We would expect both tests to pass. Unfortunately, exactly 3 Cell does not. What's the problem?

Step 1: (Experimental) Unsat Cores

Forge has an experimental option to try and find a minimal subset of the constraints that are responsible for unsatisfiability. Add the following 4 lines to your spec if you want to use the feature:

-- experimental 
option solver MiniSatProver
option logtranslation 1
option coregranularity 1
option core_minimization rce

The console output will include a list of line numbers that, together, yield unsat (under the bounds given). At the moment, the output sometimes involves references to Forge's library.
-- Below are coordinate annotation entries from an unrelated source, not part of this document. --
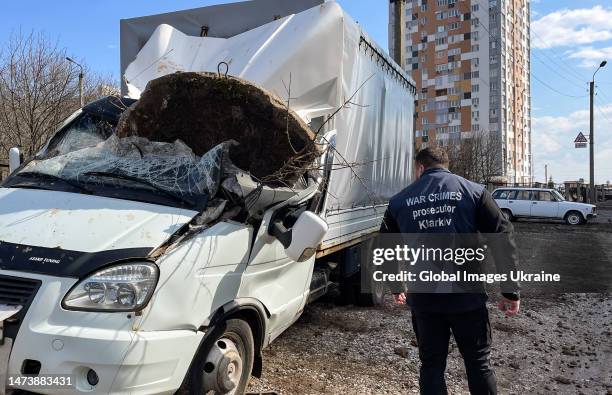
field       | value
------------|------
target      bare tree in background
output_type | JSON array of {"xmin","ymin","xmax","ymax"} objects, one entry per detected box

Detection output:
[
  {"xmin": 0, "ymin": 32, "xmax": 118, "ymax": 158},
  {"xmin": 446, "ymin": 130, "xmax": 503, "ymax": 184}
]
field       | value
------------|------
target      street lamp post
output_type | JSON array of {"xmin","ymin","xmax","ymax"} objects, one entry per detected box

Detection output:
[
  {"xmin": 66, "ymin": 57, "xmax": 85, "ymax": 108},
  {"xmin": 589, "ymin": 60, "xmax": 608, "ymax": 204}
]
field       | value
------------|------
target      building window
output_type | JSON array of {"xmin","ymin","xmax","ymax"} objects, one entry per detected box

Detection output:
[{"xmin": 436, "ymin": 37, "xmax": 446, "ymax": 45}]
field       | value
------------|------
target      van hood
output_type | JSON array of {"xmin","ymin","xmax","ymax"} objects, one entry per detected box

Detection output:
[{"xmin": 0, "ymin": 188, "xmax": 197, "ymax": 276}]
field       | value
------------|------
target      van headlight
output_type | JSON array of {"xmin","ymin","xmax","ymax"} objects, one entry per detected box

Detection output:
[{"xmin": 62, "ymin": 262, "xmax": 159, "ymax": 312}]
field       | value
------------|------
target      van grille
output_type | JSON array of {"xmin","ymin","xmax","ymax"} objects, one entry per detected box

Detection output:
[
  {"xmin": 0, "ymin": 275, "xmax": 41, "ymax": 339},
  {"xmin": 0, "ymin": 276, "xmax": 40, "ymax": 308}
]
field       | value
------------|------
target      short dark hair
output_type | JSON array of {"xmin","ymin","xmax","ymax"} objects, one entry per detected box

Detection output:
[{"xmin": 414, "ymin": 147, "xmax": 448, "ymax": 169}]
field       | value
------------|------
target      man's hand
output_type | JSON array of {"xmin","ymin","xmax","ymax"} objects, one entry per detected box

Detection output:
[
  {"xmin": 393, "ymin": 292, "xmax": 406, "ymax": 304},
  {"xmin": 497, "ymin": 296, "xmax": 521, "ymax": 317}
]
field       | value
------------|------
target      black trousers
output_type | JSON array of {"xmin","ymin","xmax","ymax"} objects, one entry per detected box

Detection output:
[{"xmin": 412, "ymin": 306, "xmax": 497, "ymax": 395}]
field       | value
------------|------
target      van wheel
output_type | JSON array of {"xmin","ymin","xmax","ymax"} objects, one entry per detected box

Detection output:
[
  {"xmin": 185, "ymin": 319, "xmax": 255, "ymax": 395},
  {"xmin": 502, "ymin": 208, "xmax": 516, "ymax": 222},
  {"xmin": 565, "ymin": 211, "xmax": 584, "ymax": 225}
]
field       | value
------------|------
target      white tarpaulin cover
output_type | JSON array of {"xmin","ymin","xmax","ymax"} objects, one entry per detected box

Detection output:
[{"xmin": 124, "ymin": 2, "xmax": 414, "ymax": 212}]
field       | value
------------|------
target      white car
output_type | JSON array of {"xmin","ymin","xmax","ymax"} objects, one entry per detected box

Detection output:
[{"xmin": 493, "ymin": 188, "xmax": 597, "ymax": 225}]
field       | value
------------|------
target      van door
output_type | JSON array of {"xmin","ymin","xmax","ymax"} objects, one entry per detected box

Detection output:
[
  {"xmin": 239, "ymin": 206, "xmax": 314, "ymax": 340},
  {"xmin": 508, "ymin": 190, "xmax": 531, "ymax": 217},
  {"xmin": 531, "ymin": 191, "xmax": 559, "ymax": 218}
]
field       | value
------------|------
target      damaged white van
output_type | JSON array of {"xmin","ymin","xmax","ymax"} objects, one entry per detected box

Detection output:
[{"xmin": 0, "ymin": 2, "xmax": 415, "ymax": 395}]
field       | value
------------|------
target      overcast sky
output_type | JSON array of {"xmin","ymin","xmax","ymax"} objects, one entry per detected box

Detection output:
[{"xmin": 0, "ymin": 0, "xmax": 612, "ymax": 182}]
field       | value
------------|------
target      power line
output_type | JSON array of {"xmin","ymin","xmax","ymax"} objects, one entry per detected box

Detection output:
[
  {"xmin": 476, "ymin": 4, "xmax": 588, "ymax": 98},
  {"xmin": 532, "ymin": 53, "xmax": 584, "ymax": 84},
  {"xmin": 531, "ymin": 73, "xmax": 588, "ymax": 99},
  {"xmin": 530, "ymin": 29, "xmax": 584, "ymax": 81}
]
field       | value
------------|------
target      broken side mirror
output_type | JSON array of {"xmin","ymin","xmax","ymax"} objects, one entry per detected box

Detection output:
[
  {"xmin": 9, "ymin": 147, "xmax": 21, "ymax": 174},
  {"xmin": 270, "ymin": 211, "xmax": 328, "ymax": 262}
]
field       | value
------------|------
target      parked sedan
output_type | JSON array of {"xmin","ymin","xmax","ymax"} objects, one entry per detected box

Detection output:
[{"xmin": 493, "ymin": 188, "xmax": 597, "ymax": 225}]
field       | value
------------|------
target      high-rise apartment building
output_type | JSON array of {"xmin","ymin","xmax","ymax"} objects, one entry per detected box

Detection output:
[{"xmin": 389, "ymin": 0, "xmax": 532, "ymax": 183}]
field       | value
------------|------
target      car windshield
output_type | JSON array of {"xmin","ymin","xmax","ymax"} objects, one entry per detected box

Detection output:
[
  {"xmin": 4, "ymin": 99, "xmax": 224, "ymax": 209},
  {"xmin": 552, "ymin": 189, "xmax": 565, "ymax": 202}
]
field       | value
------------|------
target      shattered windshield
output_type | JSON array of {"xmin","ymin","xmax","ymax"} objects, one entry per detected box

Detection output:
[{"xmin": 5, "ymin": 96, "xmax": 225, "ymax": 209}]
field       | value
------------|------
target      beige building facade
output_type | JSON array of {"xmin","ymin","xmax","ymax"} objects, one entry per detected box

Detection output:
[{"xmin": 389, "ymin": 0, "xmax": 532, "ymax": 183}]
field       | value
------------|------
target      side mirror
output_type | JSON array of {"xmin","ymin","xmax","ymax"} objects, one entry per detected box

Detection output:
[
  {"xmin": 269, "ymin": 211, "xmax": 328, "ymax": 262},
  {"xmin": 285, "ymin": 211, "xmax": 328, "ymax": 262},
  {"xmin": 9, "ymin": 147, "xmax": 21, "ymax": 174}
]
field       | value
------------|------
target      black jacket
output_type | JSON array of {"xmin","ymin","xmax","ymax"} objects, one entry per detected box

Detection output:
[{"xmin": 380, "ymin": 168, "xmax": 519, "ymax": 312}]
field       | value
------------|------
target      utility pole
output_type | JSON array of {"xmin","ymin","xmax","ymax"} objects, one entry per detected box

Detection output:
[
  {"xmin": 389, "ymin": 0, "xmax": 406, "ymax": 70},
  {"xmin": 589, "ymin": 60, "xmax": 608, "ymax": 204},
  {"xmin": 66, "ymin": 57, "xmax": 85, "ymax": 108}
]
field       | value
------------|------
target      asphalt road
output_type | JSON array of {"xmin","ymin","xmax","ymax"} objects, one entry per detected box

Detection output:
[{"xmin": 249, "ymin": 207, "xmax": 612, "ymax": 395}]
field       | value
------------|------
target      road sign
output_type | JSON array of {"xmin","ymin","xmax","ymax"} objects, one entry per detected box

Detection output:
[
  {"xmin": 574, "ymin": 132, "xmax": 589, "ymax": 143},
  {"xmin": 574, "ymin": 132, "xmax": 589, "ymax": 148}
]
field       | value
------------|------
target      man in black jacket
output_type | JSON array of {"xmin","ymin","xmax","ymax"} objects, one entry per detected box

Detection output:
[{"xmin": 381, "ymin": 148, "xmax": 520, "ymax": 395}]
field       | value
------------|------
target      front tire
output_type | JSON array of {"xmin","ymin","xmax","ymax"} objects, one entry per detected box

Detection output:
[
  {"xmin": 565, "ymin": 211, "xmax": 585, "ymax": 225},
  {"xmin": 185, "ymin": 319, "xmax": 255, "ymax": 395}
]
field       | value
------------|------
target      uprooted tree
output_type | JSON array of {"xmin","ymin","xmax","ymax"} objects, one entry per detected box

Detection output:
[
  {"xmin": 117, "ymin": 72, "xmax": 320, "ymax": 186},
  {"xmin": 0, "ymin": 32, "xmax": 118, "ymax": 159},
  {"xmin": 444, "ymin": 130, "xmax": 503, "ymax": 184}
]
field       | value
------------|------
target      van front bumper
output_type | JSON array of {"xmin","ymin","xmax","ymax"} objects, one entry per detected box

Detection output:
[{"xmin": 0, "ymin": 271, "xmax": 204, "ymax": 395}]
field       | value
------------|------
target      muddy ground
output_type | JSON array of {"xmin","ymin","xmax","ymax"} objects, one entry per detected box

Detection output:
[{"xmin": 249, "ymin": 206, "xmax": 612, "ymax": 394}]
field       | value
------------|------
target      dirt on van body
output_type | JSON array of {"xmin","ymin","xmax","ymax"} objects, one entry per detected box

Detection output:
[{"xmin": 249, "ymin": 212, "xmax": 612, "ymax": 394}]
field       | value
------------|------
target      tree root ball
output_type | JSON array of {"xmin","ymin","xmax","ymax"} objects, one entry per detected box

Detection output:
[{"xmin": 117, "ymin": 72, "xmax": 320, "ymax": 185}]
E.g., in this example, we got a reference to line 638 of a certain file, which is where Forge issues constraints for one or func fields.

Try this on a spec of your own! Just remember to disable the 4 options when you're done, as they can impact performance.

In this case, there's not much in the core: init, for instance, isn't included. The always ... formula, however, is.

Debugging when `always` is involved

The core in this case pointed to the always. To debug this further, we'll unroll it to specify:

a trace of 1 state
a trace of 2 states
a trace of 3 states …
until we either discover that a trace of
$k$ states can't be produced, or we've concretized an example enough that running the unrolled constraint and opening it in Sterling will give us some insight into the problem.

The Problem

Mantra: "the problem might be caused by temporal mode looking only for lassos". In this case, it turned out that we didn't give Forge enough states to build a lasso using those transitions. To fix this, we'll increase the trace length (6 suffices, but let's make it 10):

option max_tracelength 10

Testing the Model vs. "Testing" the System

Recall that there are two very different kinds of "tests" in Forge. Consider these two:

"Is the push predicate over-constrained?"
"Does the stack data structure obey the property that for any stack and value, pushing the value and then popping results in the same stack as originally? Not Forge notation, but mathematically if
$p u s h : S t a c k \times V a l u e \to S t a c k$ and
$p o p : S t a c k \to (S t a c k \times V a l u e)$ , then:
$p o p (p u s h (s, v)) = (s, v)$ "

The first is about checking the model is a reasonable approximation of the system we're trying to understand through the model. The second is using the model to learn something about the system (modulo the model's correctness and sufficient detail). Don't confuse these.